Written by Chief Labour Writer, Abi Clargo
Imitating Sturgeon’s Misplaced Passion – A Liberal Response
I can strongly sympathize with Oliver’s (I dare say) liberal beliefs regarding freedom of speech and its protection. But this does not mean I agree with him wholeheartedly. Whilst his polemical article highlights some of the SNP’s recent missteps, its invective avoids many of the nuances of the debate. At times, it can even fall into contradiction.
With Oliver, I can agree that the anti-alcohol ban after 10 pm is unnecessary and useless. Yet, the article attacks this ‘big state mentality’ whilst also inadvertently calling for more state action against drug control. If alcohol use should be out of the state’s hands in Oliver’s eyes, shouldn’t drug use be as well? Both can be harmful, with some studies even claiming alcohol use is much more dangerous. Perhaps the SNP’s focus on alcohol is proportional? In any case, talk of the ‘big state’ obscures pragmatic, meaningful policy debate about each separate issue.

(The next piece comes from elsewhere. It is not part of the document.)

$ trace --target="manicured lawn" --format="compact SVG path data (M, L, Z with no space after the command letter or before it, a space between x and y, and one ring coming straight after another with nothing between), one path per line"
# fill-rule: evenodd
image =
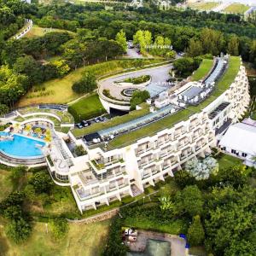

For example, the SNP’s taxes on alcohol, consumables, and tobacco should be discussed less as a moral hammer and more as an economic reality. The terms ‘nanny state’ and ‘sin tax’ purposefully paint the SNP as a protrusive monarch as opposed to an elected (and genuinely popular) party in order to enforce Oliver’s argument. Let’s not fall into this trap.
The tax should be seen as a necessary evil in hard times. In fact, the sin tax serves as a way to help a severely underfunded, crippled NHS through cash inflows and by reducing patient numbers. As a result, the working classes, who Oliver claims to be snubbed by the SNP, would be the most visible beneficiaries of this tax. Any moral aims of the SNP likely take a backseat to their socio-democratic impulses.
Ultimately, Oliver’s unabashed attack on the SNP not only misrepresents the party but key policy issues. This was most apparent when talking about corroboration. As Catherine Dyer, a former crown agent has noted, Scotland is the only country in the entire world with this archaic system.
Whilst corroboration can provide a strong case where evidence abounds, it lets many guilty people off of the hook – in particular sex offenders. The SNP will not eliminate using evidence altogether, just the practice of two independent forms. This is not creating a legal system based on just ‘mere word of mouth’, as Oliver suggests. Rather, it is updating Scotland’s judiciary in line with common global legal practice. It seems Oliver’s article has replaced nuance with vitriol.
The passionate rhetoric behind Oliver’s article is strong but blinding. A better approach to this would be to ditch the Orwellian talk and Stalinist equivalences for a more nuanced perspective. The SNP have made many errors, but this is not the way to go about discussing them.